A war correspondent with the International News Service, Tregaskis volunteered to go to what the troops soon referenced as that “unmentionable (i.e., expletive deleted) island.” Tregaskis literally stood out among the troops at Guadalcanal. He was exceptionally tall (six-feet-six) and exceptionally well educated (he had majored in history and literature at Harvard). But from before the August 7, 1942, landings until he left the island on September 26, Tregaskis willingly shared the experiences and dangers of the troops on the ground. He even hid a personal danger, keeping a stash of insulin in a pocket for any emergency arising from his diabetes, in order to see, hear, smell, and taste the combat experience of these young Americans fighting the Japanese. Returning to Hawaii in October, he wrote up his notes into a book, and the manuscript was accepted for publication in mid-November as the Naval Battle for Guadalcanal was taking place and the military campaign reached its crescendo.

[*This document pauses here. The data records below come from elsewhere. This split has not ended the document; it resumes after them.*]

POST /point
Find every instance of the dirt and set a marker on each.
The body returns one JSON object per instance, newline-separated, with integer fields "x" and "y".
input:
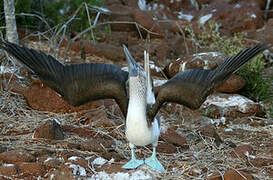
{"x": 191, "y": 145}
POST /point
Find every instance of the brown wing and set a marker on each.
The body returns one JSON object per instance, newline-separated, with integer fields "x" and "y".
{"x": 77, "y": 84}
{"x": 191, "y": 87}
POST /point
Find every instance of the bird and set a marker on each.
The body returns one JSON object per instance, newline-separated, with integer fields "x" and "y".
{"x": 82, "y": 83}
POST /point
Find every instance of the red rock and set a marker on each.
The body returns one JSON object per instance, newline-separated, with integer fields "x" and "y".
{"x": 170, "y": 136}
{"x": 16, "y": 156}
{"x": 82, "y": 132}
{"x": 242, "y": 151}
{"x": 214, "y": 176}
{"x": 42, "y": 98}
{"x": 238, "y": 17}
{"x": 8, "y": 170}
{"x": 31, "y": 168}
{"x": 50, "y": 130}
{"x": 62, "y": 174}
{"x": 234, "y": 175}
{"x": 209, "y": 60}
{"x": 233, "y": 84}
{"x": 146, "y": 21}
{"x": 121, "y": 13}
{"x": 260, "y": 162}
{"x": 52, "y": 162}
{"x": 229, "y": 105}
{"x": 210, "y": 131}
{"x": 78, "y": 161}
{"x": 97, "y": 145}
{"x": 112, "y": 168}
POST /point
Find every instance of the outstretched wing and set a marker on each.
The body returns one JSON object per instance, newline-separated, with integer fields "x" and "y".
{"x": 77, "y": 84}
{"x": 191, "y": 87}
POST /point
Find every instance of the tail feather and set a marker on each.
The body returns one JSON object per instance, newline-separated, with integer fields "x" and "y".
{"x": 234, "y": 63}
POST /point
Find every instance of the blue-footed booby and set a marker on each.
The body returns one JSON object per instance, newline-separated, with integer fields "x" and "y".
{"x": 82, "y": 83}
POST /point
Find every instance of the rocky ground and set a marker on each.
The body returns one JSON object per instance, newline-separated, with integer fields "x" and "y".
{"x": 229, "y": 137}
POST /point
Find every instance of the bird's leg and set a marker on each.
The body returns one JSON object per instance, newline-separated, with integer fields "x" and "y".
{"x": 153, "y": 161}
{"x": 133, "y": 163}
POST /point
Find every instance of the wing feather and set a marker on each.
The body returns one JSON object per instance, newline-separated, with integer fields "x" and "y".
{"x": 78, "y": 84}
{"x": 191, "y": 87}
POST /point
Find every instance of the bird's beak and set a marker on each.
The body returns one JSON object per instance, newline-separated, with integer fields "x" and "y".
{"x": 132, "y": 65}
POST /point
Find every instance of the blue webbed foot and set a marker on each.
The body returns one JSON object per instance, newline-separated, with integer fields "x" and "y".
{"x": 154, "y": 163}
{"x": 132, "y": 164}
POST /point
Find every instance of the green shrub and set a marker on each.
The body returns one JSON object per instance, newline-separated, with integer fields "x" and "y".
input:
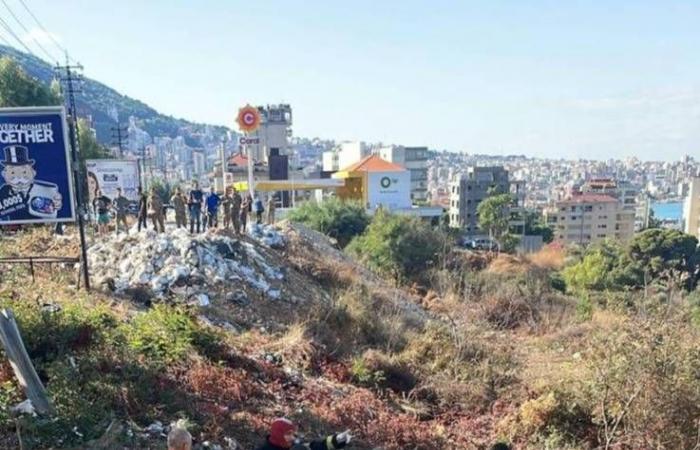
{"x": 162, "y": 334}
{"x": 584, "y": 309}
{"x": 400, "y": 246}
{"x": 341, "y": 220}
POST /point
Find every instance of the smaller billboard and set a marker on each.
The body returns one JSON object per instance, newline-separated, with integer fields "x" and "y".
{"x": 107, "y": 175}
{"x": 392, "y": 190}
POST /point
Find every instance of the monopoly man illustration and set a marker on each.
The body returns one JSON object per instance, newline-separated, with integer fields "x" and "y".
{"x": 22, "y": 196}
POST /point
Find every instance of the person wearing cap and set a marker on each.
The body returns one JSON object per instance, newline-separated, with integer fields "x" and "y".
{"x": 121, "y": 206}
{"x": 19, "y": 176}
{"x": 155, "y": 211}
{"x": 180, "y": 205}
{"x": 283, "y": 437}
{"x": 213, "y": 202}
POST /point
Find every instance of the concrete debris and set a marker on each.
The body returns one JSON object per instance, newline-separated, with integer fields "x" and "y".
{"x": 239, "y": 297}
{"x": 24, "y": 407}
{"x": 155, "y": 428}
{"x": 182, "y": 264}
{"x": 266, "y": 235}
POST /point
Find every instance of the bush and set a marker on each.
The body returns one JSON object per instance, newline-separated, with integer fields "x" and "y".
{"x": 399, "y": 246}
{"x": 166, "y": 335}
{"x": 341, "y": 220}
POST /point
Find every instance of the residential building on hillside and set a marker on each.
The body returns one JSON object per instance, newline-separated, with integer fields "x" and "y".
{"x": 415, "y": 160}
{"x": 471, "y": 187}
{"x": 273, "y": 133}
{"x": 691, "y": 209}
{"x": 587, "y": 218}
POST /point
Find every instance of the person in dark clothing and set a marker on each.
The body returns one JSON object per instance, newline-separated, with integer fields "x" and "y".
{"x": 245, "y": 209}
{"x": 283, "y": 437}
{"x": 143, "y": 210}
{"x": 102, "y": 205}
{"x": 194, "y": 203}
{"x": 259, "y": 209}
{"x": 213, "y": 201}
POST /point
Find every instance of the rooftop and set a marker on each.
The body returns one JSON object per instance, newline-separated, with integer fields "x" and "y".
{"x": 373, "y": 163}
{"x": 590, "y": 198}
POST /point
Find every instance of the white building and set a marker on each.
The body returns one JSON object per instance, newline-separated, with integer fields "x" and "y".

In my opinion, what makes Guadalcanal Diary stand out, and thus stand the test of time, is the clear and factual manner in which it conveys the new, different feeling of warfare in the Pacific for Americans. Mundane details are transformed in his telling. The realities of what it meant to fight in tall, razor-like grass, to visually search trees in the jungle for snipers, to eat cold food, to find decomposing enemy bodies in the jungle, and to contend with tropical heat, humidity, and the strange diseases that accompanied these conditions all refocused what might have previously been perceived as a sunny island paradise into the hellish battleground it was. The conversations by ordinary Americans fighting far from home that Tregaskis recounts also ring with truths that can clearly be grasped by readers back home. Ranging from racist banter and the dehumanization of the Japanese enemy, to the shared and ordinary discomforts of jungle warfare, to the extraordinary bonds forged between fighting men and the stoic heroism that characterized their perseverance in the face of death and loss, Guadalcanal Diary provided Americans who would never encounter combat during World War II a realistic insight and feeling for what life was like on the front lines against the Japanese.
While writing the manuscript for Guadalcanal Diary, Richard Tregaskis experienced profound and acute emotions as he recounted the stories of the men he had lived with on the island, and was grateful that he was still alive. Tregaskis himself became a casualty of World War II later in 1943, when in Sicily a piece of German shrapnel went literally through his brain. After intense therapy, Tregaskis recovered his ability to speak, and the use of his right hand—his writing hand. His voice was never stilled. For us today, there remains no better path to understanding and remembering the human meaning of the battle on Guadalcanal than by reading his diary.